LT: The highest point was the writing I did over the summer, when my son was home from grad school and reading the scenes as I completed them. The Winters in Bloom is his favorite book, too, and it felt so magical, having him be part of the process. The lowest point was early on, when I couldn’t get a handle on the structure. I had literally hundreds of files with the chapters arranged in different ways. When I finally figured that out, I knew I could write the rest of the novel.
LS: How did you come up with the title for your book?
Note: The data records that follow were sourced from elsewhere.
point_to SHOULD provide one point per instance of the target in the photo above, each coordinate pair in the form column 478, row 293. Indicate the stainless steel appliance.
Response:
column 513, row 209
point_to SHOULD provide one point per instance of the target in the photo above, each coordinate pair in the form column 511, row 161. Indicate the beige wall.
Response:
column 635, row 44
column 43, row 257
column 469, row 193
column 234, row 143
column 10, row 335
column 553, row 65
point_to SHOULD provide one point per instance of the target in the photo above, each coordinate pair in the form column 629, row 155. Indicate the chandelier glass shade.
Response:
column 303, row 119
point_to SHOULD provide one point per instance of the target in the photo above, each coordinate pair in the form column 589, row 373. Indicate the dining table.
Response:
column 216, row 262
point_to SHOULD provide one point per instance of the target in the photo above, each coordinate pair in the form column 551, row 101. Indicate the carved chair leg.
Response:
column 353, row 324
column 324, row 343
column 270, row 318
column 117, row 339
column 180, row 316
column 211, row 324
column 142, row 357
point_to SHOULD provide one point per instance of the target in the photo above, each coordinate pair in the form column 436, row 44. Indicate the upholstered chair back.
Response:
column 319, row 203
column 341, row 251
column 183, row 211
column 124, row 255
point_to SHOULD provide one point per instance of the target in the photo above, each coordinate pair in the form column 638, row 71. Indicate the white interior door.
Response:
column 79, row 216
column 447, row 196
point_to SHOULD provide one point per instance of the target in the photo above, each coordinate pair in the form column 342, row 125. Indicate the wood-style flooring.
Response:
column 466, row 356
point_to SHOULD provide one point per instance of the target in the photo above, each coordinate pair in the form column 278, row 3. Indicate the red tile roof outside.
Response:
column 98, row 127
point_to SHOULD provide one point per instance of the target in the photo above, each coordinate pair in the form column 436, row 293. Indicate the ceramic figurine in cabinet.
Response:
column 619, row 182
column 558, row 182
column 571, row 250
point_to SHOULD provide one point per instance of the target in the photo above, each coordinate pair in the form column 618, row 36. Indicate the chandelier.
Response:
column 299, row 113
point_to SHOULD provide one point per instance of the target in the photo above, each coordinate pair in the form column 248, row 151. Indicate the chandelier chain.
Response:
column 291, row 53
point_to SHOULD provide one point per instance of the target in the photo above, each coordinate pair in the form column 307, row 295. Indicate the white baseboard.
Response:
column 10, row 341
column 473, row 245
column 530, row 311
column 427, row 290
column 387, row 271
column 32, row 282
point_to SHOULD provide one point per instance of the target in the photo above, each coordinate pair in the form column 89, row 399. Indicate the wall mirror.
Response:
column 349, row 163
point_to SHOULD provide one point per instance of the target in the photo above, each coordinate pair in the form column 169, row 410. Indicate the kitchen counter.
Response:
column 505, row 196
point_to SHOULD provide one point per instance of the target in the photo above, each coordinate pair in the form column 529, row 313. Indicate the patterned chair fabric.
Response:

LT: Initially, the book was called The House of Doubt, which came very directly from the first line of the novel. But as the story progressed, I felt House of Doubt didn’t really fit the optimistic book I was writing. Normally it takes me a long time to find a title, especially if my first one doesn’t work, but this time I was lucky. I woke up one morning knowing it had to be The Winters in Bloom.
LS: If you could see one celebrity reading your book, who would it be?
LT: Wow, that’s a tough question. I’m going to go with Kate Winslet, because I respect her enormously as an actress and for her volunteer work with autism. I also think she’d be perfect to play my main character, Kyra Winter. (Oddly, they even have the same initials!) This book has two strong parts for women in their thirties, as well as a part for a teenage girl and a part for an older woman in her sixties. I would love to see it made into a movie, but we’ll have to see what happens with my film agent.
LS: What is the last book you read? What is the next book you want to read?
LT: The last book I read was The Weird Sisters by the wonderful Eleanor Brown. Next up, I’m going to read A Visit from the Goon Squad by Jennifer Egan.
LS: What's the best compliment you've received about your book?
LT: Having Pat Conroy read and endorse the novel was a dream come true. I have his words memorized: “Few contemporary novelists come close to understanding families in trouble with the insight and compassion of Lisa Tucker. The Winters in Bloom is one page turner you will not want to miss.”
LS: What's the one thing you cannot live without?
LT: My family of course, but since they’re not a “thing,” I guess I’ll have to go with my computer. Oh, how I love my laptop. I would take it to a desert island, though obviously I’d have some problems finding a place to plug it in.
LS: What is the oldest piece of clothing in your closet?
LT: A shirt I wore my first day at the University of Pennsylvania—almost thirty years ago! It’s just a polo shirt, but it was the most expensive thing I’d ever owned up until then, and I can’t seem to throw it out.
LS: If you could be anywhere in the world right now, where would it be?
LT: I would be at the ocean. Doesn’t matter where, as long as I’m near the water.
LS: Are you working on another book? Any hints you can give us about it?
LT: I just published a short story, “Agoraphobics in Love,” which is about Emily and Jules, two lonely people who find each other through an online support group. “Agoraphobics in Love” is probably the only real love story I’ve ever written. I’m also working on a new novel, but I can’t talk about it yet. The story is at that fragile stage, where I’m afraid if I talk about it, it might disappear.
Thanks, Lisa! (Can't wait to find out about that next novel!)